Walterio es un eslabón perdido entre aquella época que no conocimos, con su club bohemio El Gato Tuerto, las ediciones El Puente, la presencia de Cabrera Infante, Cortázar, Aimé Césaire, el Black Power…y ese otro mundo que Gatillo Fácil comenzó a levantar a su justa medida, la medida de la tabula rasa. Borrar, borrar, embarrar… Fue decisión de Gatillo Fácil hacer de un etnólogo y gran especialista en Palo Monte como era Carbonell, un espectro que se babeaba en la Biblioteca Nacional, mientras decía escribir el gran poema de los poemas. Si decir frente a un grupo de extranjeros, en un coloquio en Casa de las Américas, que en Cuba se perdía la libertad de expresión, fue su sentencia final frente al poder castigador, le quedaba a Carbonell la libertad de crear su gran elegía al amor u orinar en las macetas sin pudor de ser requerido por ello. Degradado de la persona pública que fue, le quedaba ese reino inmenso de lo ilusorio no reglamentado. Le quedaban los despojos de un pasado, que de tan sólido, todavía algo de él aún podía compartir.

Y está también, en paralelo, el mundo familiar de La T con su hato de personajes delirantes en otro rango. El mundo de la locura familiar, “el espiritual negro”, los tabúes, las represiones, la libido femenina desatada, y el castigo a los que infringen las reglas de la normalidad. Donde no hay rituales de cinemateca sino la omnipresencia de la televisión. El mundo donde el negro no es el hombre que inicia sino el hombre que viola. Es muy curioso como María Elena juega con referencias de la cultura popular de su tiempo como la esclava Isaura o el Caballero de París, a la par que reverencia el mundo para iniciados que representa Lydia Cabrera. Tampoco puedo dejar de mencionar como los visos de realismo mágico que modulan la novela pudieran haber agradado a nuestra estudiosa mayor de la cultura negra. Me refiero en particular al modo en que lo asombroso irrumpe en la lógica natural de lo narrado, en la presencia de animales como el perro Blanco, elemento simbólico que nos acerca al mundo reactivo de nuestros instintos menos confesables. O como lo anecdótico se entrecruza con el plano de lo figurativo, similar al universo de los cuentos negros o los patakíes que eran parte constitutiva del universo de Lydia.

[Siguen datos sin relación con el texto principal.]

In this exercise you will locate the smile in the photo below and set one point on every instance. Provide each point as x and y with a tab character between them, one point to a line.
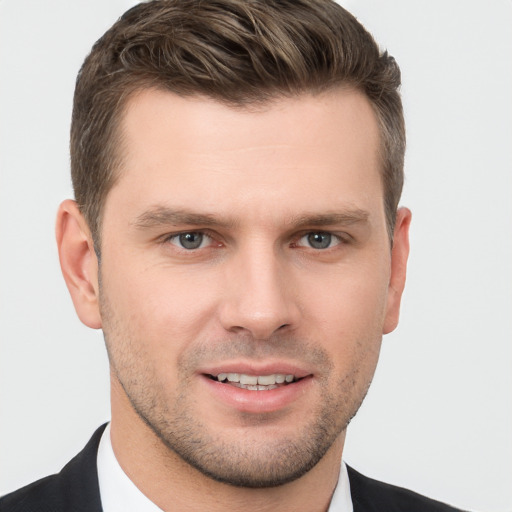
255	382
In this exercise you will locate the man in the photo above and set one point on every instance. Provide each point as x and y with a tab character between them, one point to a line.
237	169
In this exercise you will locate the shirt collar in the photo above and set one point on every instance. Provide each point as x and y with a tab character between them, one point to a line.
119	494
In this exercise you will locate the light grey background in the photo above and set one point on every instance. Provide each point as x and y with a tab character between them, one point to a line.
438	418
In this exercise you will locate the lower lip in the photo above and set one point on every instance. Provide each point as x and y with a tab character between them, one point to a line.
245	400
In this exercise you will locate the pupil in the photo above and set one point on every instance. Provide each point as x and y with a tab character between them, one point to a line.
191	240
319	240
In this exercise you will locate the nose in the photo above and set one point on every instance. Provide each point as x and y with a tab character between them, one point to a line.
260	296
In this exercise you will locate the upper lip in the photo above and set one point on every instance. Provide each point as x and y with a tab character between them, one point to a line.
255	368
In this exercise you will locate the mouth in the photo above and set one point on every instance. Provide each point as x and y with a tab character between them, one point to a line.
255	382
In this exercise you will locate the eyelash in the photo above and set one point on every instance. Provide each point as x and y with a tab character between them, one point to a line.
337	238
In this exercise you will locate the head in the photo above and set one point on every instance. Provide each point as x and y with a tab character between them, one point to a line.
238	164
236	52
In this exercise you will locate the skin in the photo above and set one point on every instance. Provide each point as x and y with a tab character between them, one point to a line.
256	295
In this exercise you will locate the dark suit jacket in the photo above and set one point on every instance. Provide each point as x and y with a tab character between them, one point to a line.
75	489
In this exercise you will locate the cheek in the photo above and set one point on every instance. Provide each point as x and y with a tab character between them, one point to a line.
348	315
160	306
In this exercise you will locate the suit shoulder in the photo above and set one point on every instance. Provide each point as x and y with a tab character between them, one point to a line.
74	489
374	496
44	495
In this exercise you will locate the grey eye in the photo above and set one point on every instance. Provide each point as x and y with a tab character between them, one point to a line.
191	240
319	240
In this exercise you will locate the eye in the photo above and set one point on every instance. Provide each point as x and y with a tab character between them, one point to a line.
319	240
191	240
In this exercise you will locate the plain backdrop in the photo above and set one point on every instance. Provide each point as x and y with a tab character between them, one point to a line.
438	418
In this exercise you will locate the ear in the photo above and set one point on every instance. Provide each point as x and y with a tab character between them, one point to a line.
399	255
78	262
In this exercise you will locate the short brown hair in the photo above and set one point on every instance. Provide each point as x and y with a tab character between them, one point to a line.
234	51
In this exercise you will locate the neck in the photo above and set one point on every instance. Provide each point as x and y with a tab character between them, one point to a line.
174	485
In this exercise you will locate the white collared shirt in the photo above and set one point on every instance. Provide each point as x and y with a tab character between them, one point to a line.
119	494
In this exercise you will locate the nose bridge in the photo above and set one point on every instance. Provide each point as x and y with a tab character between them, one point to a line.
260	296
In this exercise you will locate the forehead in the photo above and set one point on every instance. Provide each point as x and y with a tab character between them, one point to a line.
307	150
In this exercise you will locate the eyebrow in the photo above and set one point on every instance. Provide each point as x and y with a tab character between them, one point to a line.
344	218
164	216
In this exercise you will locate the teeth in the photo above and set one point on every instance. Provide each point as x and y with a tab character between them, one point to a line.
256	382
266	379
248	379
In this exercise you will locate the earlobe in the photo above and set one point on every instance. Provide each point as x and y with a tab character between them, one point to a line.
399	255
78	262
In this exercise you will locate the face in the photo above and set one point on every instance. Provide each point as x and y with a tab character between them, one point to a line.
245	278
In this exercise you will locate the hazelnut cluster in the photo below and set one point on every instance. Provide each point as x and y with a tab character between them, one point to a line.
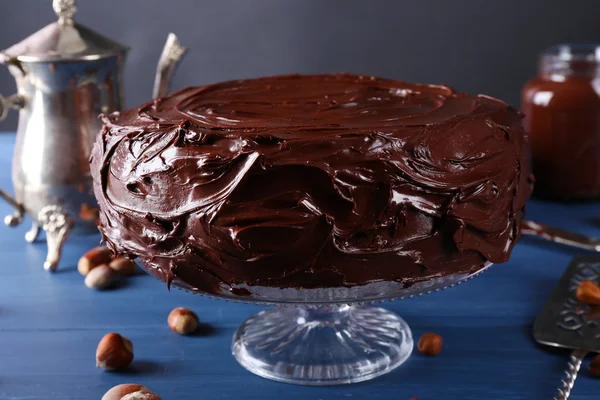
101	269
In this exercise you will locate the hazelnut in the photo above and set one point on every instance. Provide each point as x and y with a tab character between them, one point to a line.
588	292
183	321
124	266
93	258
114	352
141	395
102	277
430	344
594	366
117	392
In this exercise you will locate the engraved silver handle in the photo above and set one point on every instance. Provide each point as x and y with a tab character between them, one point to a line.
571	372
15	101
6	103
560	236
169	59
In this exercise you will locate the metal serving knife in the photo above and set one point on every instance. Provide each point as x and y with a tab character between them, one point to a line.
561	236
566	322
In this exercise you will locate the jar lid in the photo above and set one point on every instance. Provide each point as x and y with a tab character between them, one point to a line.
573	52
64	40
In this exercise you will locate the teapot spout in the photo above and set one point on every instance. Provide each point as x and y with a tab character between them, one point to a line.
172	53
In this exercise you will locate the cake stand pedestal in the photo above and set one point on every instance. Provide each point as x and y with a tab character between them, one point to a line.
322	346
322	337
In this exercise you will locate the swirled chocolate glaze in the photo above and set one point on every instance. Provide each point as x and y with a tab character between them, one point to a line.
312	181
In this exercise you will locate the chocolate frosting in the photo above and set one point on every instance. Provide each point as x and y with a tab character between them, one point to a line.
312	181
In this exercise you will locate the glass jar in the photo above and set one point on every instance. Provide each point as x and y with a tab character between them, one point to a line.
562	116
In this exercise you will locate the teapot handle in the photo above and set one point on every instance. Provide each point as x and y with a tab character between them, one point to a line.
15	101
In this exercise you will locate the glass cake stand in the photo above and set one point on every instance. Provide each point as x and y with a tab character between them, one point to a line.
322	337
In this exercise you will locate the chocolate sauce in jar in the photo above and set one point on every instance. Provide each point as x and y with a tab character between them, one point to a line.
562	116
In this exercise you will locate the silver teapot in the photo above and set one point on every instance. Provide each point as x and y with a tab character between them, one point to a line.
66	75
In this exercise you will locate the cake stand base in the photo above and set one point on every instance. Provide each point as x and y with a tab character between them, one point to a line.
322	346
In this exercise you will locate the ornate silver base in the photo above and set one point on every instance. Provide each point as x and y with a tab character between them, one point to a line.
57	224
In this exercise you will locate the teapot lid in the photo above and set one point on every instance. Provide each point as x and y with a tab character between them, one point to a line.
63	40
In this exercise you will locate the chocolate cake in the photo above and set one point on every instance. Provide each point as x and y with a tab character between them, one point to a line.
312	182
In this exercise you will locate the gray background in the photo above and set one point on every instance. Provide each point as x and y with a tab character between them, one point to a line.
478	46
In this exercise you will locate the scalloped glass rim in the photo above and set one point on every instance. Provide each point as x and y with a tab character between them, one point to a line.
372	292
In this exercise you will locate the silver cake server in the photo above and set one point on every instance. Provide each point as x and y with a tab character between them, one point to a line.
566	322
561	236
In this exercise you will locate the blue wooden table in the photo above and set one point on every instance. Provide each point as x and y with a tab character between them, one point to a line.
50	325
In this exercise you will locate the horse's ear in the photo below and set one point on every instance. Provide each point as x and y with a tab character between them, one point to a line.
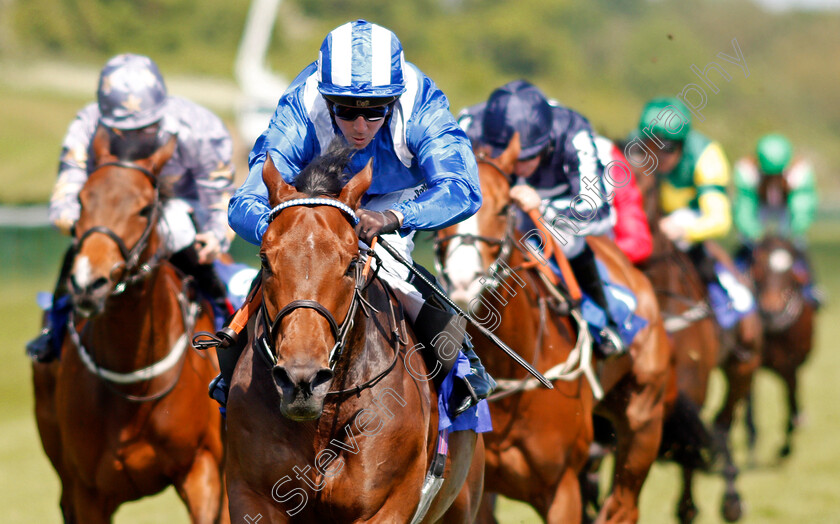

Por eso resulta un reto clasificar esta novela, porque su única fórmula es la sorpresa. Nunca sabemos cómo se solucionará un conflicto álgido, o de qué lado ponernos frente a las excentricidades o los exabruptos de algunos personajes. En Negro en la costa lo importante es deslizarse por la riqueza de su devenir narrativo, de la pequeña a la gran Mazorra, de la calle variopinta a la caverna oscura del cuarto de Walterio, porque toda topografía deviene una fuerza psíquica que nos quiere comunicar su complejidad. ¿Quién ganará, quién perderá, frente a los embates potentes de la Historia? ¿De qué vale subirse a lo más alto de la torre Eiffel a colocar un símbolo, para luego caer en la mazmorra, en la ronda de electroshocks, en el olvido? Hay un desvarío que nos salva del dolor y eso lo practicaba muy bien Walterio, cuando desaliñado y senil aguardaba con emoción a que lo nombraran embajador en París. La idea delirante de volver a esa ciudad lo mantenía vivo porque París para él era más que una fiesta; era la libertad.  En París estaban sus recuerdos de cuando fue estudiante de La Sorbona, de su participación en el Primer Congreso Internacional de Escritores y Artistas Negros, en 1956, y de sus dos hijas francesas a las que no vio por largos años debido a su ostracismo. Una de ellas, Dora, canta bellamente en el mismo Montmartre donde su padre decenios atrás se codeara con lo mejor de los intelectuales y creadores de su época. Parler, parler, canta Dora Carbonnel en una de sus canciones.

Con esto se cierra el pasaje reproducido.